Decía Felipe González que la democracia no garantiza una buena política. Y así es. El planeta está lleno de democracias con política corrupta y con prácticas tóxicas que tergiversan el sistema considerado el más justo y liberador que la sociedades civilizadas hemos alumbrado.

América Latina tiene una historia de dictaduras de todo signo y prácticamente ningún país se ha librado de la corrupción, intrínseca al ejercicio casi hereditario y clientelar de su política en el siglo XX. Pero para los españoles, más habituados a dormir la siesta de la transición democrática durante años, la política del sur del continente americano es efervescente, rica, contradictoria y deshinibida. De esa política aprendemos los asesores, y también de su comunicación. Nadie como los latinoamericanos para construir relatos de la política, un relato que en el siglo pasado se basaba en la épica de la guerra y de los caudillos. Los grandes hombres –porque eran hombres- llenan en bronce y a caballo las plazas y los parques. Hay un respeto a su pasado glorioso y cruento. Hay relato épico.

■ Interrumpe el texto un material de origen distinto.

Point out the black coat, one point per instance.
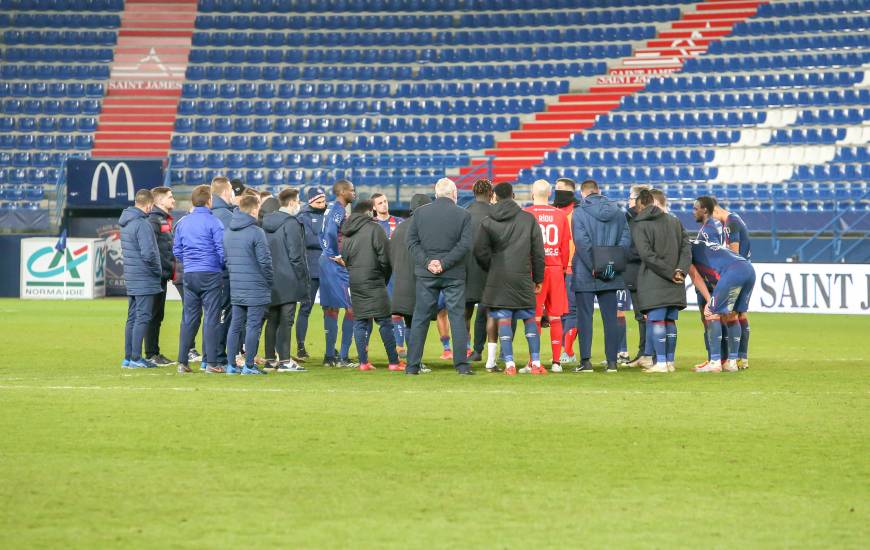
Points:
(161, 222)
(475, 277)
(664, 247)
(632, 258)
(511, 249)
(365, 251)
(286, 236)
(440, 231)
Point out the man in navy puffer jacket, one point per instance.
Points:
(142, 275)
(249, 261)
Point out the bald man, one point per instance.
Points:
(553, 297)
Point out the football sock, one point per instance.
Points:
(556, 338)
(506, 336)
(533, 337)
(671, 348)
(743, 353)
(330, 324)
(660, 340)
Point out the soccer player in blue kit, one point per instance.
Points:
(334, 279)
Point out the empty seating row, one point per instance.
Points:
(63, 5)
(48, 124)
(245, 125)
(68, 20)
(800, 24)
(389, 72)
(433, 142)
(54, 55)
(54, 89)
(61, 38)
(50, 107)
(425, 38)
(765, 81)
(54, 72)
(761, 62)
(268, 90)
(758, 100)
(607, 140)
(756, 45)
(236, 55)
(46, 142)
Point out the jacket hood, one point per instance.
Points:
(241, 220)
(648, 214)
(273, 222)
(354, 223)
(600, 207)
(505, 210)
(419, 200)
(129, 214)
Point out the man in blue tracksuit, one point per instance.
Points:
(198, 244)
(311, 217)
(223, 206)
(142, 275)
(249, 261)
(597, 223)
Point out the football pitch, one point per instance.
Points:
(92, 456)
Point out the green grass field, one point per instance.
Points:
(92, 456)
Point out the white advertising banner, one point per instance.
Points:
(808, 288)
(79, 272)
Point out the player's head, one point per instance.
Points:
(289, 201)
(504, 191)
(380, 204)
(566, 184)
(221, 187)
(343, 191)
(633, 192)
(163, 198)
(144, 200)
(482, 190)
(201, 196)
(445, 188)
(364, 206)
(589, 187)
(541, 191)
(704, 207)
(249, 204)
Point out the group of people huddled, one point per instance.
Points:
(242, 259)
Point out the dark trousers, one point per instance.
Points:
(202, 292)
(426, 294)
(585, 309)
(279, 323)
(152, 335)
(224, 320)
(641, 323)
(305, 313)
(250, 320)
(139, 312)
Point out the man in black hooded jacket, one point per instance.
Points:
(510, 248)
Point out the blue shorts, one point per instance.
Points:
(511, 313)
(334, 285)
(734, 289)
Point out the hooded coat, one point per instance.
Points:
(510, 248)
(249, 262)
(141, 256)
(286, 237)
(404, 281)
(663, 246)
(365, 251)
(597, 221)
(475, 277)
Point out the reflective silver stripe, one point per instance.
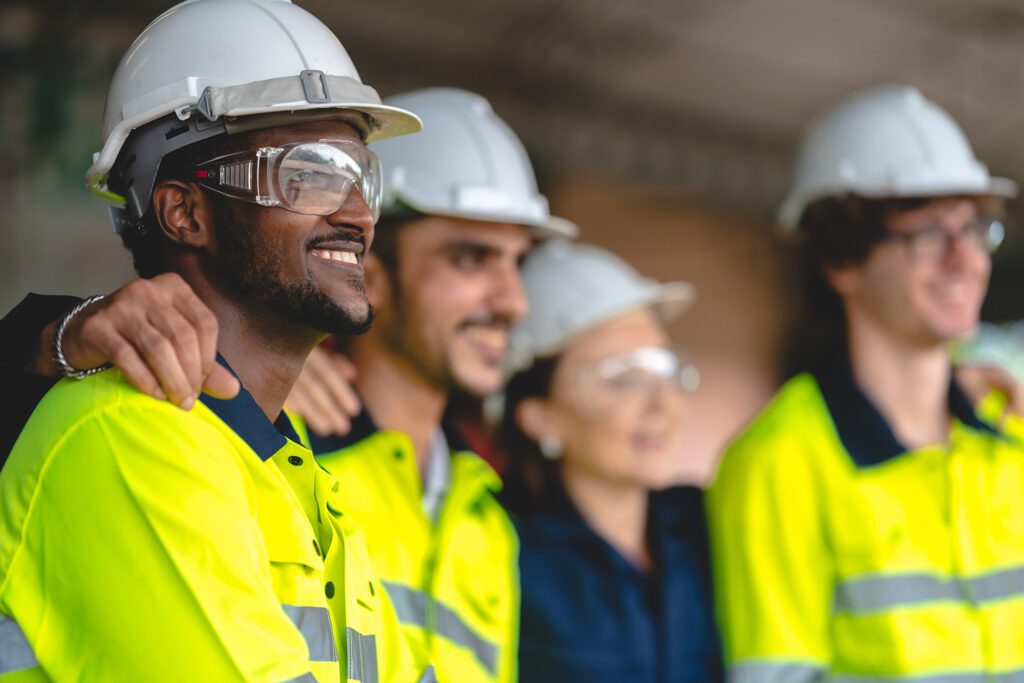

La República Oriental del Uruguay es el país más pequeño de Suramérica situado entre países de política enloquecida, apasionada y frontista, países grandes como Argentina o como Brasil. Tiene tantos habitantes como Madrid. Su Senado prende en las paredes retratos de blancos y colorados y, por los pasadizos del hemiciclo, pasean como fantasmas los biznietos del asesinado y del asesino. Lamentablemente la política en este país es cosa de hombres, es cosa de guerra de morir o matar. Pura épica bélica. Tragedia romántica. En Uruguay hay respeto por su política pasada y presente. Se odian entre ellos pero se respetan. Se respira la política y se siguen al pie de la letra los rituales y las tradiciones.

Este país, además, y por encima de todo, ha generado el relato de marca personal política más impresionante de las últimas décadas, casi un relato de marca país. Pepe Mujica, el presidente pobre, desabrido, que vive en una chacra, mantiene un viejo Volkswagen y una perra coja, Manuela. Es casi un dios vivo, la mejor imagen que exporta hoy Uruguay. Hasta Emir Kusturica hace una película con su relato. Es un personaje, una ficción, un actor. La enorme decepción que se vive al llegar a Montevideo y conocer de cerca la realidad que desmiente tanta narrativa es un jarro de agua fría para los que, como yo, gozamos de los viajes políticos. Mujica no es verdad, lo que es verdad es su relato, el que ha conseguido colarse en el parnaso de los grandes, como Bolívar, como Perón, como Castro.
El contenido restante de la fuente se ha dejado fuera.